What Affects Your Camera Experience
Not all Mac cameras perform the same, and the gap between models is meaningful:
| Mac Model Generation | Camera Quality | Notable Feature |
|---|---|---|
| Older MacBooks (pre-2021) | 720p FaceTime HD | Basic quality, limited low-light |
| M1/M2 MacBooks & iMacs | 1080p FaceTime HD | Improved low-light performance |
| M3/M4 MacBooks & iMacs | 12MP (iMac) / 1080p (MacBook) | Center Stage on some models |
| Apple Studio Display | 12MP Ultra Wide | Center Stage, auto-framing |
Center Stage is a software feature that automatically pans and zooms to keep you centered in frame during calls. It's available on select Mac models and displays, and it's toggled within supported apps or in System Settings under the camera options.
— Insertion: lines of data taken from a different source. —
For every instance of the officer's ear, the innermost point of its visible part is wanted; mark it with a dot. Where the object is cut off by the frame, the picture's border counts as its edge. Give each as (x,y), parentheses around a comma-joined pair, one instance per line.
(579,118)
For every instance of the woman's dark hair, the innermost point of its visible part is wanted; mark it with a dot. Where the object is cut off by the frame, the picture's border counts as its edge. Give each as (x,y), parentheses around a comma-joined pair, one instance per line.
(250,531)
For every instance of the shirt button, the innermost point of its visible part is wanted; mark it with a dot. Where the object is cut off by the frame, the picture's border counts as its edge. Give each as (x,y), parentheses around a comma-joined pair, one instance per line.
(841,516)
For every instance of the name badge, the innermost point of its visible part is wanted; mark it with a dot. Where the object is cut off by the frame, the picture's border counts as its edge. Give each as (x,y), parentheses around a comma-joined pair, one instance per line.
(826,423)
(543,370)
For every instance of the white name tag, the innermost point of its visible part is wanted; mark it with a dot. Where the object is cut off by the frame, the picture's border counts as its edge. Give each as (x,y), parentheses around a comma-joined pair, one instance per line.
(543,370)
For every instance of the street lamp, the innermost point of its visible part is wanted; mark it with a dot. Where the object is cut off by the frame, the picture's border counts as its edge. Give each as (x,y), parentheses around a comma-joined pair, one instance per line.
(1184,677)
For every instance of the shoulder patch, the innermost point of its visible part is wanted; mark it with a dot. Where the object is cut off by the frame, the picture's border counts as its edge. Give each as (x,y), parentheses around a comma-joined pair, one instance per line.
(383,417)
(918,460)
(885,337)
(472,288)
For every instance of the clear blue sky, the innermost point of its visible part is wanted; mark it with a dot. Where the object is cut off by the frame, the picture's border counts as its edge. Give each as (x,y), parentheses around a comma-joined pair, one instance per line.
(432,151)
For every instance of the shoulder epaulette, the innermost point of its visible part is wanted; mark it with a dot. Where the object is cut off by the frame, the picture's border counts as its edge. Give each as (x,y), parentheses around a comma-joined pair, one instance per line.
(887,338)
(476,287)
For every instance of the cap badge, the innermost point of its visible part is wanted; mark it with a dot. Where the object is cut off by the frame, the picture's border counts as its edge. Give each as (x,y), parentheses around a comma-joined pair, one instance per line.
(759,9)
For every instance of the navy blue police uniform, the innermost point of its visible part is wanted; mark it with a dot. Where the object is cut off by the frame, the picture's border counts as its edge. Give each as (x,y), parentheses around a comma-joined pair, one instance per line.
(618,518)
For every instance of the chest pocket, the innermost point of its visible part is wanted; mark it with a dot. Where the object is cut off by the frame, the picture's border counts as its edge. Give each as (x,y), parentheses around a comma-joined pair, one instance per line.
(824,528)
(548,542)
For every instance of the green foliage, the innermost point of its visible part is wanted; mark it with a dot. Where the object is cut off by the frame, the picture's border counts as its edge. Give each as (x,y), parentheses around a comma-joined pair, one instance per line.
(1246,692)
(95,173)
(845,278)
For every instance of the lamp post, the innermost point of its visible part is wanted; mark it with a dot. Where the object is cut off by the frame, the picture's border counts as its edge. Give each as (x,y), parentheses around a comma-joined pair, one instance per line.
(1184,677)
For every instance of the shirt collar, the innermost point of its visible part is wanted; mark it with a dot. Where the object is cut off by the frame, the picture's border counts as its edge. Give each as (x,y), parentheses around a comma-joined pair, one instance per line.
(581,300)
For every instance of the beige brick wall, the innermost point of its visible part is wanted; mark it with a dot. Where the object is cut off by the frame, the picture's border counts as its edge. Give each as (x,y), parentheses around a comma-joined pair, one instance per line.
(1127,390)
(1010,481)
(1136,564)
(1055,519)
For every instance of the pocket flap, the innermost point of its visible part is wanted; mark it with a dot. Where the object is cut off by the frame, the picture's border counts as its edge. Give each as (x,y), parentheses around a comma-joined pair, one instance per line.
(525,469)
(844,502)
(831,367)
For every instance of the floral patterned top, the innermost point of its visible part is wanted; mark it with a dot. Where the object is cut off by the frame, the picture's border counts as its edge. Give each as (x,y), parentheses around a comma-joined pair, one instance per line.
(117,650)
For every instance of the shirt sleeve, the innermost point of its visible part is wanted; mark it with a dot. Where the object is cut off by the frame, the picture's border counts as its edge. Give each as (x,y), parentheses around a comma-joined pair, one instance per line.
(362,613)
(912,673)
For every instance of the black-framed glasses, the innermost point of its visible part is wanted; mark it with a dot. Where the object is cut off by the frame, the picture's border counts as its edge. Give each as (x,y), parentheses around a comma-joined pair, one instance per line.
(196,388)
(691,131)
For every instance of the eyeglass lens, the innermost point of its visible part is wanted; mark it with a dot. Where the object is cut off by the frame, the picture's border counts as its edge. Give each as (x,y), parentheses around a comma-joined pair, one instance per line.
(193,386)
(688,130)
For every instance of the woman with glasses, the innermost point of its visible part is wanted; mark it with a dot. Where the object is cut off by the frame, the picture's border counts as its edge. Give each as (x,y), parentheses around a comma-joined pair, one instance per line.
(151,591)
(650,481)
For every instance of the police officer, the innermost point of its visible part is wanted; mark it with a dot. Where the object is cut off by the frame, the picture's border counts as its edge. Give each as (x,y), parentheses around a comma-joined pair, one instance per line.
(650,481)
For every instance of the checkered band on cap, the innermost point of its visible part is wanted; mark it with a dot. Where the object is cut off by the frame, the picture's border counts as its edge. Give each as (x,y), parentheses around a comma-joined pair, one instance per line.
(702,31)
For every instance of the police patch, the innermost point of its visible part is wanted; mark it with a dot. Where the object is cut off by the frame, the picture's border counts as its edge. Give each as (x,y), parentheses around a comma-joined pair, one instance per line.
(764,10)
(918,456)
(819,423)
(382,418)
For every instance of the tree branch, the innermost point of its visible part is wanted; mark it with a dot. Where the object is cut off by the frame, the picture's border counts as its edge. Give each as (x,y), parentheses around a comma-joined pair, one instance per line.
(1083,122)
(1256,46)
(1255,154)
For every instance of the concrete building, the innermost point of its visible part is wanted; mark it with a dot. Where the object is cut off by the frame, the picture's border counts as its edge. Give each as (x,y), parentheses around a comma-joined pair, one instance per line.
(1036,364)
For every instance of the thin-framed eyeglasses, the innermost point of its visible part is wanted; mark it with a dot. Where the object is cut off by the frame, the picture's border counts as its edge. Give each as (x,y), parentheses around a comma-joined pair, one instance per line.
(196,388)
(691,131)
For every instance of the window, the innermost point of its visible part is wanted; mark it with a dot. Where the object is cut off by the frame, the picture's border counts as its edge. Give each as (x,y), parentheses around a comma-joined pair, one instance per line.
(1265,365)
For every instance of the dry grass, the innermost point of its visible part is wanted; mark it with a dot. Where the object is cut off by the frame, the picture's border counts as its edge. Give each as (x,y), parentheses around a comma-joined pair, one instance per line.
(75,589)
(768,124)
Your macOS version also matters. Some camera features — like Continuity Camera (which lets you use your iPhone as a Mac webcam) — require macOS Ventura or later and a compatible iPhone.
Using Your iPhone as a Mac Camera
macOS Ventura introduced Continuity Camera, letting your iPhone function as a high-quality external webcam over Wi-Fi — no cable needed. Both devices need to be on the same Apple ID, have Wi-Fi and Bluetooth enabled, and be physically near each other.
When supported apps open, your iPhone will appear as a selectable camera source in the same dropdown menu as your built-in camera.
Which method makes the most sense depends on what you're trying to do — whether that's a quick video call, a recorded clip, testing hardware, or setting up a more capable camera input. Your Mac model, macOS version, and which apps you already use all shape which path works best for your specific situation.